El Dios del judaísmo y del cristianismo es un Dios de vida, es el Señor de la vida. Es Dios de vivos y no de muertos. La gloria de Dios, como dice san Ireneo, es que el hombre viva, en plenitud e integridad. Para lograrlo, Dios recurre a todos los medios, con una paciencia y fidelidad inagotables, como se refleja en la larga historia de las relaciones de Dios con su pueblo Israel, una de cuyas etapas corresponde al destierro en Babilonia, tras la destrucción del templo y de la ciudad de Jerusalén. En el destierro de Babilonia el pueblo languidece, muere, y sobre todo muere su esperanza en el porvenir; para esta situación encuentra Ezequiel un símbolo en los huesos secos, descarnados, muertos. Dios, por medio del profeta le revela al pueblo que lo sacará del sepulcro en el que se encuentra y lo hará vivir de nuevo, haciéndole volver al país de la vida, a la tierra prometida. Igual que a nosotros, de lo oscuro nos da la posibilidad de vivir en la luz.
El símbolo de Ezequiel se hace realidad en el caso de Lázaro. Éste es un hombre de carne y hueso, que vive en Betania con sus hermanas Marta y María. Ha enfermado... y ha muerto. Cuando llega Jesús a Betania, ya hace cuatro días que yace en el sepulcro, tiempo que en la mentalidad judía sellaba el plazo definitivo y seguro de la muerte. Pero Jesús es la vida, y a la vez ama a Lázaro con corazón de verdadero amigo. ¿Qué hará Jesús? Irá al sepulcro, gritará con fuerza: “¡Lázaro, sal fuera!”, y éste de nuevo volverá a estar entre los vivos. Claro que Lázaro, por su parte, remite a otra realidad superior: la muerte y resurrección de Jesús, que celebraremos en dos semanas, y la nueva vida que Jesús resucitado aporta al hombre, en toda su realidad corpórea y espiritual, por obra del Espíritu.

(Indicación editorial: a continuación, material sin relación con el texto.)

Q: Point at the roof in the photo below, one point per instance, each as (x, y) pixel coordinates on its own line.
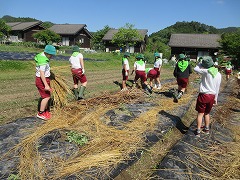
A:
(21, 26)
(195, 40)
(111, 32)
(69, 29)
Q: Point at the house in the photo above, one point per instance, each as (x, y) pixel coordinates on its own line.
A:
(194, 45)
(139, 47)
(23, 31)
(73, 34)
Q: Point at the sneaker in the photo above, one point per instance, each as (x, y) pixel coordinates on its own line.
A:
(197, 133)
(206, 131)
(42, 116)
(48, 114)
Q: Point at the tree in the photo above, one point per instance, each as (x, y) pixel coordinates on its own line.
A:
(4, 29)
(97, 38)
(127, 36)
(230, 44)
(47, 36)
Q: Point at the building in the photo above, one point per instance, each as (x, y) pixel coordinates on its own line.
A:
(23, 31)
(139, 47)
(194, 45)
(73, 34)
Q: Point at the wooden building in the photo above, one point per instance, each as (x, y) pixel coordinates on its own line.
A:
(139, 47)
(194, 45)
(73, 34)
(24, 30)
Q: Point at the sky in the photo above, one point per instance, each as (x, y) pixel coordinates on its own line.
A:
(153, 15)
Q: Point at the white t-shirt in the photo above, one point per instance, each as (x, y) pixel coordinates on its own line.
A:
(158, 63)
(125, 62)
(75, 61)
(45, 68)
(139, 66)
(209, 84)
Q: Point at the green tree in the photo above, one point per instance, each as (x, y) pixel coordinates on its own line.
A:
(47, 36)
(4, 29)
(127, 36)
(230, 45)
(96, 42)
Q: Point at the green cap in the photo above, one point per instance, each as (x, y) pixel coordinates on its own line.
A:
(75, 49)
(181, 56)
(127, 54)
(50, 49)
(156, 54)
(207, 62)
(139, 56)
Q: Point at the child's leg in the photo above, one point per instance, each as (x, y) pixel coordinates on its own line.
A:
(199, 120)
(44, 104)
(207, 120)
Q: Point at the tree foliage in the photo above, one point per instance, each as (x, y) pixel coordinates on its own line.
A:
(4, 29)
(19, 19)
(96, 42)
(127, 36)
(182, 27)
(47, 36)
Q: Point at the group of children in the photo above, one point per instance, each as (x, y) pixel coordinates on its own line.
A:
(208, 90)
(141, 72)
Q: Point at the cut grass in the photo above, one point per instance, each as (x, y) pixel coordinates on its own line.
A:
(19, 96)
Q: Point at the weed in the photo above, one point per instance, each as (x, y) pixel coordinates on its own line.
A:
(79, 139)
(13, 177)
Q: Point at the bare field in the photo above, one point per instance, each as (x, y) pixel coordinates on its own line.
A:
(19, 96)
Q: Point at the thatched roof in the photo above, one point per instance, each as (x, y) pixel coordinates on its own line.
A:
(109, 35)
(195, 40)
(69, 29)
(21, 26)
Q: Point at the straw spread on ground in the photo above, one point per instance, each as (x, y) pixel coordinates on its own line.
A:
(107, 146)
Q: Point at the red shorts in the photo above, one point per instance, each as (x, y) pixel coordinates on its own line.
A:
(158, 72)
(124, 76)
(182, 82)
(152, 74)
(228, 72)
(141, 75)
(40, 86)
(204, 103)
(78, 76)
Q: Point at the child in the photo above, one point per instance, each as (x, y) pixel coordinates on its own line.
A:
(42, 80)
(228, 70)
(125, 70)
(151, 74)
(78, 73)
(139, 68)
(208, 92)
(157, 67)
(182, 72)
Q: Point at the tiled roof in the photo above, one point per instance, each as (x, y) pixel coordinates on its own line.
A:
(67, 29)
(21, 26)
(195, 40)
(111, 32)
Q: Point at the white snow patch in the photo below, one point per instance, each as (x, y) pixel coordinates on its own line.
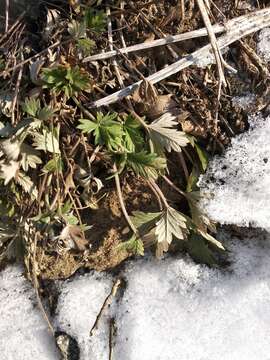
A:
(171, 309)
(23, 331)
(263, 44)
(176, 309)
(237, 185)
(80, 301)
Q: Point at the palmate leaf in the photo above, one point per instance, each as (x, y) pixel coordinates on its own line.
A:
(27, 184)
(95, 20)
(31, 106)
(133, 137)
(165, 136)
(147, 165)
(46, 141)
(143, 220)
(172, 223)
(9, 170)
(11, 148)
(106, 130)
(200, 223)
(65, 79)
(30, 157)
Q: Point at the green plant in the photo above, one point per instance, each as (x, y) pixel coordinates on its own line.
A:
(141, 148)
(65, 79)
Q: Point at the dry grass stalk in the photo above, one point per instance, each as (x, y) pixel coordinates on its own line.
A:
(236, 29)
(159, 42)
(106, 303)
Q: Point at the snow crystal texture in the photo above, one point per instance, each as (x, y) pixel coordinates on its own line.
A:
(263, 44)
(171, 309)
(236, 186)
(23, 331)
(175, 309)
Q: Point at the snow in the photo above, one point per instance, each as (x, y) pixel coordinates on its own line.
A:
(171, 309)
(263, 44)
(174, 308)
(237, 185)
(23, 331)
(78, 306)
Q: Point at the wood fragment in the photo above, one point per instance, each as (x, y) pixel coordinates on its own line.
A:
(236, 29)
(105, 305)
(170, 39)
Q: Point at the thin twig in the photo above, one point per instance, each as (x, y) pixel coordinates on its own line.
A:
(36, 285)
(159, 42)
(14, 102)
(106, 303)
(7, 15)
(121, 200)
(237, 29)
(111, 337)
(160, 193)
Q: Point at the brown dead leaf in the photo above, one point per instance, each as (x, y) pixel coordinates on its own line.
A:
(73, 237)
(9, 171)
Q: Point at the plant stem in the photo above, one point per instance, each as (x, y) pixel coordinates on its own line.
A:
(121, 200)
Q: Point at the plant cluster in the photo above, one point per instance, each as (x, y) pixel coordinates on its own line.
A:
(47, 184)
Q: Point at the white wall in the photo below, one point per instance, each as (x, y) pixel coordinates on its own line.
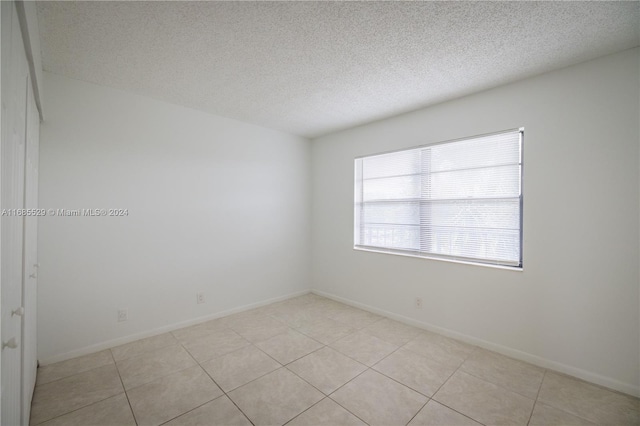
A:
(575, 306)
(215, 206)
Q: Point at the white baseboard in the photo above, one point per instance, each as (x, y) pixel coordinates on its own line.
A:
(627, 388)
(164, 329)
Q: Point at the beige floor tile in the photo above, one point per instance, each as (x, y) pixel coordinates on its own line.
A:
(259, 328)
(356, 318)
(326, 413)
(378, 400)
(171, 396)
(220, 411)
(446, 351)
(71, 393)
(544, 415)
(215, 345)
(324, 330)
(198, 331)
(326, 369)
(153, 365)
(434, 414)
(517, 376)
(109, 412)
(588, 401)
(139, 347)
(420, 373)
(364, 347)
(392, 331)
(289, 346)
(59, 370)
(483, 401)
(276, 398)
(328, 308)
(297, 316)
(240, 367)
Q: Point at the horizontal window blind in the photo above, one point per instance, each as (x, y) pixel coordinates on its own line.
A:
(459, 200)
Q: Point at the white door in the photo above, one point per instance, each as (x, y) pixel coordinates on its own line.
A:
(30, 262)
(14, 110)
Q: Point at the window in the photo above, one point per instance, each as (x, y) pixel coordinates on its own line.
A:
(459, 200)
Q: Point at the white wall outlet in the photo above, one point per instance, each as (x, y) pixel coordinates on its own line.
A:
(122, 315)
(418, 302)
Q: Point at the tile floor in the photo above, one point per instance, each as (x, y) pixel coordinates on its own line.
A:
(313, 361)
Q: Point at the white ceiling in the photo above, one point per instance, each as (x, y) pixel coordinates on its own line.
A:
(310, 68)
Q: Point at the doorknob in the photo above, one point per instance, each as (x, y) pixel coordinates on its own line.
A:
(11, 344)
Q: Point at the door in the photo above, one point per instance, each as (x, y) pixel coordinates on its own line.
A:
(30, 260)
(14, 110)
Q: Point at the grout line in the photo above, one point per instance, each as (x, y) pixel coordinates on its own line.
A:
(418, 412)
(449, 378)
(123, 388)
(535, 402)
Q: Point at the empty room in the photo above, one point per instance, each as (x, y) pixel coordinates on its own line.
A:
(320, 213)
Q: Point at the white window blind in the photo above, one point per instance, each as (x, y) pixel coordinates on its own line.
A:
(459, 200)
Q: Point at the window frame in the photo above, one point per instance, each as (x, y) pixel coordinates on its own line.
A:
(434, 256)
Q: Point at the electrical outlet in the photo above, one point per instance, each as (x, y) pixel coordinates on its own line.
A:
(418, 302)
(122, 315)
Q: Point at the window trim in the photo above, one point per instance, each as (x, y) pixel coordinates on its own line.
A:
(445, 258)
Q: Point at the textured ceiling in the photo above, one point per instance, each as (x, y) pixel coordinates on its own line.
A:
(310, 68)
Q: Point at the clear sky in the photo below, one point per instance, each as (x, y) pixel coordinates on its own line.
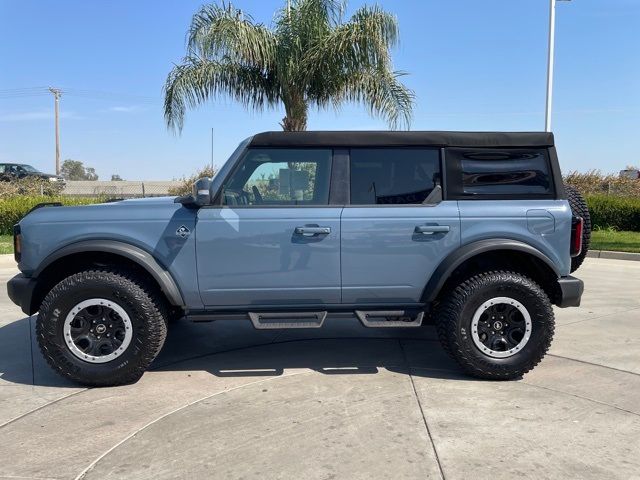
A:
(474, 65)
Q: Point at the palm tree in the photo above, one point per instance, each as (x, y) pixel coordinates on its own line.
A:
(309, 58)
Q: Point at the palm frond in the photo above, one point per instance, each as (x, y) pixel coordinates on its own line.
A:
(382, 93)
(198, 80)
(362, 43)
(225, 31)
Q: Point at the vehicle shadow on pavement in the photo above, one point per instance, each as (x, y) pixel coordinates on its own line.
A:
(236, 349)
(344, 348)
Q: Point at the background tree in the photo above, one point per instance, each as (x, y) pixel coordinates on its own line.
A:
(75, 170)
(310, 57)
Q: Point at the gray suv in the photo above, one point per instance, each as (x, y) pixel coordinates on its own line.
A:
(474, 232)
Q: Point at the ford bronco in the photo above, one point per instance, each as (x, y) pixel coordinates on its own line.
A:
(474, 232)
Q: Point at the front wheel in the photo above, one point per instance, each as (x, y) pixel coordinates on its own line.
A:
(496, 325)
(101, 327)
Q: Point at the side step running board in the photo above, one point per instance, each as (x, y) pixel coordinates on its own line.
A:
(266, 320)
(389, 318)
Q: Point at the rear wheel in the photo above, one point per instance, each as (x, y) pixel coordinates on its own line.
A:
(496, 325)
(101, 327)
(579, 209)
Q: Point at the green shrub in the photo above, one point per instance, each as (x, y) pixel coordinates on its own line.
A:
(594, 182)
(12, 209)
(609, 212)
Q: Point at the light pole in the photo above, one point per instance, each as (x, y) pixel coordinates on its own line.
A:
(550, 54)
(56, 95)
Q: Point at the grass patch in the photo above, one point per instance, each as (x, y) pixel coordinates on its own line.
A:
(617, 241)
(6, 244)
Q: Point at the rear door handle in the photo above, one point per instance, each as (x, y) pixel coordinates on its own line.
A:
(431, 229)
(311, 231)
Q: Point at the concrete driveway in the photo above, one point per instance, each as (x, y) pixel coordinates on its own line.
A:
(226, 401)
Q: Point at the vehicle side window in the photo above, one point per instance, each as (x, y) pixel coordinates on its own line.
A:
(393, 175)
(274, 176)
(483, 173)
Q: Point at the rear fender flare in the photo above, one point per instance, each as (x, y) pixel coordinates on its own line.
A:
(464, 253)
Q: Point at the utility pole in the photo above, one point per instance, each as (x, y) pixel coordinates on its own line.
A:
(212, 149)
(56, 95)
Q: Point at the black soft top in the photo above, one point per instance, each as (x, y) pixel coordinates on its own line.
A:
(397, 139)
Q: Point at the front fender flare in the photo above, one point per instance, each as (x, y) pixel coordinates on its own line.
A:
(143, 258)
(465, 252)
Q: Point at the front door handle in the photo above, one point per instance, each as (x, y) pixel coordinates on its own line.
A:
(311, 231)
(431, 229)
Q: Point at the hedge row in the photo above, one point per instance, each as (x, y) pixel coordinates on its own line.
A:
(29, 186)
(595, 182)
(14, 208)
(620, 213)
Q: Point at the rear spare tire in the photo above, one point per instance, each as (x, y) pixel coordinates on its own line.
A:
(579, 209)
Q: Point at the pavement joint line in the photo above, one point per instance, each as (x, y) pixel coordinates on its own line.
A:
(597, 317)
(33, 371)
(599, 402)
(20, 417)
(176, 410)
(424, 418)
(594, 364)
(13, 477)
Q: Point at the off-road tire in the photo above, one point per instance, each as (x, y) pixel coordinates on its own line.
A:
(454, 315)
(579, 209)
(141, 302)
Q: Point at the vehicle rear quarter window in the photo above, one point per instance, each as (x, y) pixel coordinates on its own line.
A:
(499, 173)
(393, 176)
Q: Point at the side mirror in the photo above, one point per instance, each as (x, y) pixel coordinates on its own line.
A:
(200, 194)
(202, 191)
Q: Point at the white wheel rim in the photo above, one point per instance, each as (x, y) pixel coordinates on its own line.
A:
(477, 328)
(102, 326)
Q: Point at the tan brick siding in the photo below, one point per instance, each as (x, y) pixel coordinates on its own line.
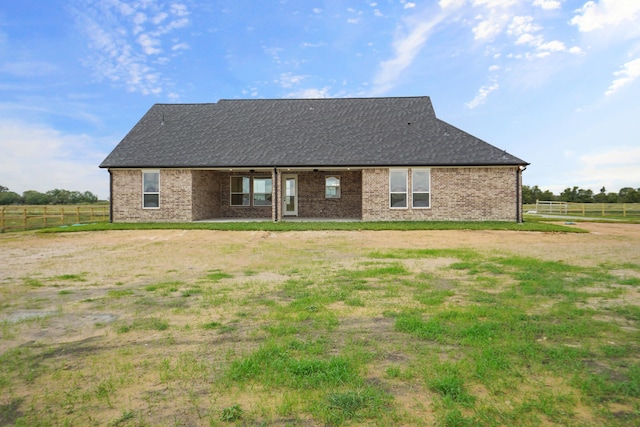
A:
(312, 202)
(205, 194)
(483, 193)
(457, 194)
(175, 197)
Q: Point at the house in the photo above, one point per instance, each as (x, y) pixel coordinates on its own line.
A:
(352, 158)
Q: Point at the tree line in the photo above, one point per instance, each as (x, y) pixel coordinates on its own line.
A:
(51, 197)
(580, 195)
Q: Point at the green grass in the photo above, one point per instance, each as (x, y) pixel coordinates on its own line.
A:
(480, 339)
(532, 225)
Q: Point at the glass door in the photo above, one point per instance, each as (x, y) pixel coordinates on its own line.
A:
(290, 199)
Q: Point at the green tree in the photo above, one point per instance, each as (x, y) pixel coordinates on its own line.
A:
(629, 195)
(602, 196)
(32, 197)
(9, 198)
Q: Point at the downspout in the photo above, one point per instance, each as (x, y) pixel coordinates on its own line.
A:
(110, 196)
(275, 189)
(519, 171)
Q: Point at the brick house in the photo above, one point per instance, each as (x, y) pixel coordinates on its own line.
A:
(352, 158)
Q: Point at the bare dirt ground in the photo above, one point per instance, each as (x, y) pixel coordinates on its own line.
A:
(66, 273)
(140, 257)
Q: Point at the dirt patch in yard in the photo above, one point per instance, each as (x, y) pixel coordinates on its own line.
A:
(202, 298)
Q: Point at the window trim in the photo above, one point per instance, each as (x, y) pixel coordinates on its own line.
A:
(338, 193)
(145, 193)
(232, 193)
(427, 192)
(405, 192)
(253, 192)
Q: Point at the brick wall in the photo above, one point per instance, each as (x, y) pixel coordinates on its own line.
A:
(175, 196)
(205, 194)
(312, 202)
(487, 193)
(225, 210)
(457, 194)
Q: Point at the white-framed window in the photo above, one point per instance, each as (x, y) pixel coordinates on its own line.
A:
(332, 187)
(240, 191)
(421, 188)
(398, 186)
(261, 191)
(150, 189)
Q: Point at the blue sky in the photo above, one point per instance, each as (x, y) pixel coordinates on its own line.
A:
(554, 82)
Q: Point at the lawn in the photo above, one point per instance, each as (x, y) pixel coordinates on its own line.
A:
(209, 327)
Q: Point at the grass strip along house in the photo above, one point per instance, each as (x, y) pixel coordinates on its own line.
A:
(370, 159)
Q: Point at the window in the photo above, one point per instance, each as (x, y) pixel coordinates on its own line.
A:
(420, 188)
(248, 191)
(332, 187)
(398, 188)
(240, 193)
(261, 191)
(150, 189)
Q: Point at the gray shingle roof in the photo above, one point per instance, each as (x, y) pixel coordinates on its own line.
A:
(300, 132)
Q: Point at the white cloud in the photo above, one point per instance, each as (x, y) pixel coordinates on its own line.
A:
(547, 4)
(615, 157)
(482, 95)
(311, 93)
(405, 47)
(522, 25)
(616, 168)
(149, 45)
(38, 157)
(288, 80)
(451, 4)
(629, 72)
(494, 4)
(489, 28)
(125, 60)
(605, 13)
(28, 68)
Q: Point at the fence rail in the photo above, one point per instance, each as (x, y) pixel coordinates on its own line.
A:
(33, 217)
(594, 210)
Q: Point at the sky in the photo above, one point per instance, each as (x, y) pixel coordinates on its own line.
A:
(553, 82)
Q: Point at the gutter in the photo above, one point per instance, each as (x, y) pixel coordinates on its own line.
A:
(110, 196)
(276, 200)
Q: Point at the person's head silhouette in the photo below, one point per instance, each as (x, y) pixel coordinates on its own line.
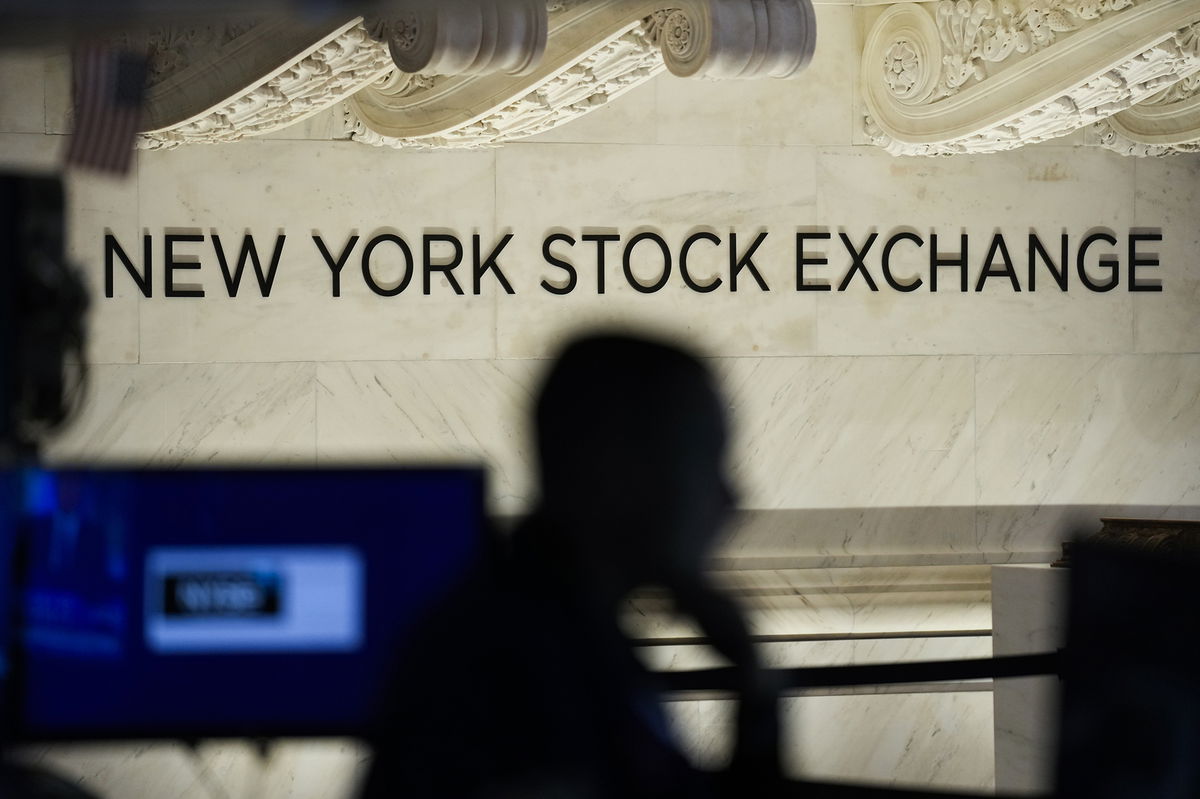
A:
(631, 440)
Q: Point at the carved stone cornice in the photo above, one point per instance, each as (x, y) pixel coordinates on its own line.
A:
(321, 76)
(519, 67)
(595, 52)
(1164, 124)
(982, 77)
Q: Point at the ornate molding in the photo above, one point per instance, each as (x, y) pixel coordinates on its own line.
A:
(475, 72)
(982, 77)
(603, 74)
(336, 66)
(597, 50)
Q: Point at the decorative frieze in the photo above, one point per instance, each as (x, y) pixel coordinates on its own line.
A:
(475, 72)
(982, 77)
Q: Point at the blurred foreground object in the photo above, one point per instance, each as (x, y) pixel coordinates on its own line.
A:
(109, 85)
(42, 305)
(1131, 725)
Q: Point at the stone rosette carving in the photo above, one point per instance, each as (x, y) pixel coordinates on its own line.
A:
(976, 76)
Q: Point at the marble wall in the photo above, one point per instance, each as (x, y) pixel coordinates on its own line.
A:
(874, 430)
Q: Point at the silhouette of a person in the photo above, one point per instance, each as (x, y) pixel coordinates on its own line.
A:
(522, 684)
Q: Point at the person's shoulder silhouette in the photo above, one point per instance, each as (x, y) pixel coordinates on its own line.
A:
(522, 683)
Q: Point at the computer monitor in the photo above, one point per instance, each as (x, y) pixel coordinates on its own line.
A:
(195, 604)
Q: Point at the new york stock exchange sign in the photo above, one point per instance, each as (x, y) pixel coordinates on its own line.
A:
(195, 264)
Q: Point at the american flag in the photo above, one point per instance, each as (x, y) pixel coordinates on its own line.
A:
(109, 85)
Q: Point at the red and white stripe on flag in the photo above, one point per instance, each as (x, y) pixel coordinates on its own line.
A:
(109, 86)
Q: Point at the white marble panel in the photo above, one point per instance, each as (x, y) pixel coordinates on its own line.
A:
(1030, 610)
(628, 119)
(805, 654)
(95, 202)
(675, 191)
(299, 769)
(59, 101)
(813, 107)
(1169, 199)
(852, 432)
(941, 740)
(1047, 190)
(300, 187)
(1060, 431)
(178, 413)
(903, 739)
(432, 410)
(22, 109)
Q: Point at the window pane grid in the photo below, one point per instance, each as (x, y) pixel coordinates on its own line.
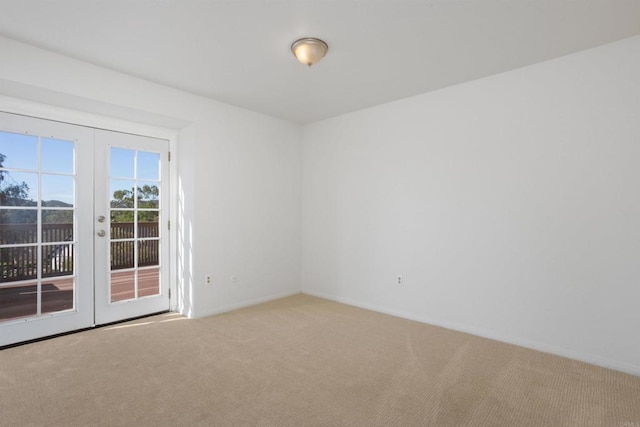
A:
(36, 248)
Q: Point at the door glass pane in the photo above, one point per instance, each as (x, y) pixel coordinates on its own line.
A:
(18, 188)
(18, 226)
(57, 260)
(148, 252)
(148, 166)
(57, 156)
(18, 151)
(148, 224)
(57, 190)
(123, 285)
(122, 255)
(57, 295)
(122, 163)
(148, 282)
(57, 225)
(19, 263)
(134, 215)
(148, 195)
(18, 300)
(122, 193)
(122, 224)
(37, 230)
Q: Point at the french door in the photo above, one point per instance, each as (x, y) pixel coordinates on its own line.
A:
(81, 235)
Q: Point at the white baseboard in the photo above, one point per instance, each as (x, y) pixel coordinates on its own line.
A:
(248, 303)
(545, 348)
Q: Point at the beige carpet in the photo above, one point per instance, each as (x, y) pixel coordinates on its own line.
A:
(302, 361)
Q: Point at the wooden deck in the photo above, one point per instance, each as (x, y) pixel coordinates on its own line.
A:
(20, 301)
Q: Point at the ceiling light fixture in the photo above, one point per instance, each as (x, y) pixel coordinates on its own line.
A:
(309, 50)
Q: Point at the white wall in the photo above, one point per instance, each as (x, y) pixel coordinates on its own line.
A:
(510, 205)
(236, 174)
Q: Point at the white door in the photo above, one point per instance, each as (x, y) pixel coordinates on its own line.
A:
(57, 272)
(131, 243)
(46, 233)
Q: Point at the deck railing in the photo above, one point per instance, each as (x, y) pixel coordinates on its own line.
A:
(21, 262)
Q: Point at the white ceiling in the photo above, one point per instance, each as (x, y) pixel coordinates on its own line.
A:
(237, 51)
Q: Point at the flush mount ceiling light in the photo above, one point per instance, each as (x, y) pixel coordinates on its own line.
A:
(309, 50)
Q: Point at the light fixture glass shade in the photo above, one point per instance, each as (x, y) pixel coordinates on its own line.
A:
(309, 50)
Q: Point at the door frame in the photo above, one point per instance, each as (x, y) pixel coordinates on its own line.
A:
(63, 115)
(106, 311)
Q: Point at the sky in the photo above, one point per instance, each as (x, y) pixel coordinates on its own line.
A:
(57, 166)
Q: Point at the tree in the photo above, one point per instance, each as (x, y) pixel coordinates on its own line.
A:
(14, 194)
(147, 196)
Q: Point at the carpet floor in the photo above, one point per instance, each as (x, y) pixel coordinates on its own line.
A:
(302, 361)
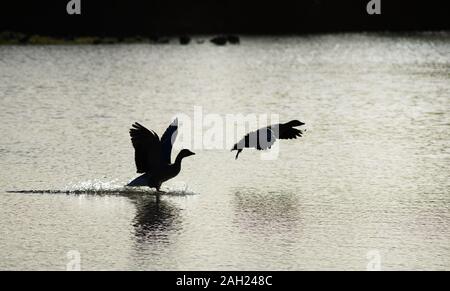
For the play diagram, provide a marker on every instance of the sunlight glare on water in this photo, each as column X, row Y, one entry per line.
column 371, row 172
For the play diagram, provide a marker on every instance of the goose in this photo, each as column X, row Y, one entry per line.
column 264, row 138
column 152, row 155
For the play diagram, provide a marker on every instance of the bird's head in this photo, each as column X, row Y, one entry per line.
column 294, row 123
column 185, row 153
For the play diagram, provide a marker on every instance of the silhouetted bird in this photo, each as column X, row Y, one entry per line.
column 264, row 138
column 152, row 155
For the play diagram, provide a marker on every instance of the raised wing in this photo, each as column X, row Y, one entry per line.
column 260, row 139
column 167, row 141
column 147, row 149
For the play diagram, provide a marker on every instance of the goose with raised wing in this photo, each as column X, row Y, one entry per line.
column 152, row 155
column 264, row 138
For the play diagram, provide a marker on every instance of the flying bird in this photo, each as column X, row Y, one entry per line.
column 152, row 155
column 264, row 138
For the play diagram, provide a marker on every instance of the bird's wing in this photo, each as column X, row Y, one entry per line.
column 289, row 132
column 147, row 149
column 167, row 140
column 260, row 139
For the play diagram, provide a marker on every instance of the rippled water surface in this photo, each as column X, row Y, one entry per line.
column 370, row 176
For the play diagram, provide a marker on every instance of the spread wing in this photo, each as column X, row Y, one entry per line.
column 261, row 139
column 147, row 149
column 167, row 140
column 284, row 131
column 290, row 133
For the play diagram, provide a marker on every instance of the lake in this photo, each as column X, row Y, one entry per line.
column 369, row 180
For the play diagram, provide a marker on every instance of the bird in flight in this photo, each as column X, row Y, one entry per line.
column 264, row 138
column 152, row 155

Pensemos en lo que decía santo Tomás de Aquino: “Tan sólo un necio trata de consolar a una madre ante su hijo muerto”. Estas palabras surgen como fruto directo de la contemplación de este pasaje en el que Jesús, frente al sepulcro de su amigo Lázaro, derrama unas de las pocas lágrimas que aparecen expresamente en el evangelio. Jesús es consciente del valor de la vida frente a la eternidad y la muerte. Sabe que el alma de Lázaro reposa esperando, como la del resto de los hombres, el momento sublime de la redención. Sin embargo, Jesús también es un hombre. Lo que en un primer momento no le cuesta aplazar cuatro días, más tarde se transformará en lágrimas y llanto: la contemplación del sepulcro de su amigo. El regreso a la vida de Lázaro es un anticipo, una profecía, de lo que será en el futuro la resurrección de los muertos. Los amigos de Jesús, sus íntimos, sus más queridos, volverán a la vida ante el asombro de sus enemigos y las miradas mezquinas de los que en vida no acogieron a Jesús en su corazón. Dios nos da vida y con su poder sepulta las oscuridades, tristezas y muerte de nuestra existencia.
Santa María Inmaculada, de la Dulce Espera, ruega por nosotros.